4

I am new to using the Google translate API and during testing we noticed that for some translations (I have not been able to find a pattern yet) we get \u200b characters in the response. That results in a lot of issues and above all it does not seem to server any purpose or make any sense. As simple example:

https://www.googleapis.com/language/translate/v2?key=YOURKEY&source=NL&target=EN&q=Hergeneer%20verkopen

returns:

{
 "data": {
  "translations": [
   {
    "translatedText": "Sell \u200b\u200bHerge Down"
   }
  ]
 }
}

Our software stumbles over these \u200b strings/characters and I have not found a way to prevent them or get rid of them.

Cœur
  • 37,241
  • 25
  • 195
  • 267
Peter
  • 41
  • 2
  • Possible duplicate of [What's HTML character code 8203?](https://stackoverflow.com/questions/2973698/whats-html-character-code-8203) – Cœur Aug 06 '18 at 12:44

1 Answers1

0

Please read the documentation of the JSON format: https://json.org/

A string is a sequence of zero or more Unicode characters.
A char is either any Unicode character except " or \ or control-character,
[...]
or it is \u followed by four hex-digits.

We are in this last case, \u followed by four hex-digits, and it represents a Unicode character: Unicode Character 'ZERO WIDTH SPACE' (U+200B). It even has its own Wikipedia page: Zero-width space. And its Stack Overflow question: What's HTML character code 8203?.
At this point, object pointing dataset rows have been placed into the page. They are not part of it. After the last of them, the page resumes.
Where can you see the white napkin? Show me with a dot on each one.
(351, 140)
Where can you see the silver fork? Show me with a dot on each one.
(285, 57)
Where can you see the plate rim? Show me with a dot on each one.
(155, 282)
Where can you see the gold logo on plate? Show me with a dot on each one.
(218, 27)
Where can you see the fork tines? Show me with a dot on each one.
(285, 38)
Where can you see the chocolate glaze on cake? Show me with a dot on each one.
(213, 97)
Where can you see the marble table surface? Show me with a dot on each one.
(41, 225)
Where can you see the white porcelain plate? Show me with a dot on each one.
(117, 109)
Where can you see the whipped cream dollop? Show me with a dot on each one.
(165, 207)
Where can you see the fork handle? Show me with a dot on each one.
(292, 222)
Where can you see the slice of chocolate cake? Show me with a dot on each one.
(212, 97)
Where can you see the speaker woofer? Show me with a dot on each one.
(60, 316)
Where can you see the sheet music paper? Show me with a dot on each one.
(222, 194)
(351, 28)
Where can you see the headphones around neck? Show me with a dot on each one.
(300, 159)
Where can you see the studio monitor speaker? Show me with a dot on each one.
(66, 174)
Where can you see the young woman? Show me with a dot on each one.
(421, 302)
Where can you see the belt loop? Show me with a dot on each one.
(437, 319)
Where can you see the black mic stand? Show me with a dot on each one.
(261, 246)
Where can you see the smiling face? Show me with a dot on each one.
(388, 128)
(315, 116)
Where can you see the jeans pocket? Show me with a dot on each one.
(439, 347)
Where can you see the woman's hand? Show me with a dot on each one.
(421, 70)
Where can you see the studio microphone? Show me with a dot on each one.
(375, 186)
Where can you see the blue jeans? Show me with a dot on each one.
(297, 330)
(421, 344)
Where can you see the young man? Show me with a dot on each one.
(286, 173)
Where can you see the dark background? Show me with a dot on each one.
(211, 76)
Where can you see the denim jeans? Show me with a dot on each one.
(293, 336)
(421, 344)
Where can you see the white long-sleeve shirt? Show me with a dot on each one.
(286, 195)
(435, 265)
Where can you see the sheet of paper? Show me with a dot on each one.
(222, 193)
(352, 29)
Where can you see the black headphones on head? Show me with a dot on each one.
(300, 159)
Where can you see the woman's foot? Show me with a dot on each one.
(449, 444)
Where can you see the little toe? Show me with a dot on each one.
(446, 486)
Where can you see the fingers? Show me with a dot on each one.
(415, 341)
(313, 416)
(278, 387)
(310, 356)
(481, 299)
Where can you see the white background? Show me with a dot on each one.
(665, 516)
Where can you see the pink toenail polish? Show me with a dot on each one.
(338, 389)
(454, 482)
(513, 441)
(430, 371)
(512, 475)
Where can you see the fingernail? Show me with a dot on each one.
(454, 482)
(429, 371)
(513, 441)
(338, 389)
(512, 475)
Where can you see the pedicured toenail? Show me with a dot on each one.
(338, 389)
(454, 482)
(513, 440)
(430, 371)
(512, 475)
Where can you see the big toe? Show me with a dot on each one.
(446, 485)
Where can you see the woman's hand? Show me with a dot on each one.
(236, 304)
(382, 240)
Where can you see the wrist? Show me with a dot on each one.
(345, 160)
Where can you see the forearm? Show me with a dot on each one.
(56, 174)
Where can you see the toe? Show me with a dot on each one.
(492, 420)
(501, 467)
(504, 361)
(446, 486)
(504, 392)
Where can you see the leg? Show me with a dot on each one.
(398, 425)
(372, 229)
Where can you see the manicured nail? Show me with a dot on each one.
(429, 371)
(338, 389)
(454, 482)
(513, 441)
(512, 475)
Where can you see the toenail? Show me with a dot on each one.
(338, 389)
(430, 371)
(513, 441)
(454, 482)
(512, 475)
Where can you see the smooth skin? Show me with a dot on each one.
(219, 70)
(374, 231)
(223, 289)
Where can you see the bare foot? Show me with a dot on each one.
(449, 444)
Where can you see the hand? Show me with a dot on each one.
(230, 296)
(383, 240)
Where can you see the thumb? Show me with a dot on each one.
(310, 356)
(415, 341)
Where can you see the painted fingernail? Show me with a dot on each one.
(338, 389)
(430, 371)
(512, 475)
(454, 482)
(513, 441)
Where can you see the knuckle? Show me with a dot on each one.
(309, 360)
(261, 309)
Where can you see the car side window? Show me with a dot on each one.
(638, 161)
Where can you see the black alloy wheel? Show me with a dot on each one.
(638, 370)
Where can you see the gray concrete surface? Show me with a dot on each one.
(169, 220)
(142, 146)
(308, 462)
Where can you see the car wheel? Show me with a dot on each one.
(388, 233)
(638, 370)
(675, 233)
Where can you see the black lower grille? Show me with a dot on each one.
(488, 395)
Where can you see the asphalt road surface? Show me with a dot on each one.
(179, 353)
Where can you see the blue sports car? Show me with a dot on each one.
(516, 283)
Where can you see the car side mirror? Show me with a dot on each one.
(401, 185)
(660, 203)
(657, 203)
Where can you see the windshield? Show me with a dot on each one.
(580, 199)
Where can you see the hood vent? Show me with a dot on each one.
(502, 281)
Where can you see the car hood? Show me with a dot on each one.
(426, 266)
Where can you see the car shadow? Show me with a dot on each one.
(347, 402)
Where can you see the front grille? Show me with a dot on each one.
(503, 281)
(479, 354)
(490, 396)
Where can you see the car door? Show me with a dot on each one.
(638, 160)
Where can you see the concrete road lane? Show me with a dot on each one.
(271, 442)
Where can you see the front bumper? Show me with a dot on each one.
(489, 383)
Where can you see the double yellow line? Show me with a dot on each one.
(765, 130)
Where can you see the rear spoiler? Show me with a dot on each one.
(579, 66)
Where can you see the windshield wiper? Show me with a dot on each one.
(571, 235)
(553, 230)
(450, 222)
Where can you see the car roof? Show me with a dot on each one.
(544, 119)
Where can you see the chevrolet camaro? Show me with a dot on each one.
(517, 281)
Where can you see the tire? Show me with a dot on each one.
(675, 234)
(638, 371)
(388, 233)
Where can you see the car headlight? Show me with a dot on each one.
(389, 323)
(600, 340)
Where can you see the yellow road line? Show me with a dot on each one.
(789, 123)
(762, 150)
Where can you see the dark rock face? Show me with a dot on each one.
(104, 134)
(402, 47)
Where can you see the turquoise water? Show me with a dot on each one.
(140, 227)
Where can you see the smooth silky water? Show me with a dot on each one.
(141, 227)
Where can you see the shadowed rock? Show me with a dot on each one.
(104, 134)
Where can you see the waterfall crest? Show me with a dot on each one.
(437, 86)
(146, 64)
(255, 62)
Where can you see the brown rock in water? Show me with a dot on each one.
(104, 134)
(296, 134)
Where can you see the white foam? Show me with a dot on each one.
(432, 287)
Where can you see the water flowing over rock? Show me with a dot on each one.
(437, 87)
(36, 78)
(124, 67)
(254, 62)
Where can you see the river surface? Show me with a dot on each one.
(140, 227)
Now, there are plenty Unicode characters with special behaviors, and this is one of those, an invisible one among others. So you need to be aware of how Unicode works, and you should sanitize input/output from third-parties API (and from user inputs as well).

Just define the list of characters that you actually want to support, and be sure to strip or filter out all the other ones. For instance, if you desire to support NL and EN, then you could strip what is outside the Latin script in Unicode.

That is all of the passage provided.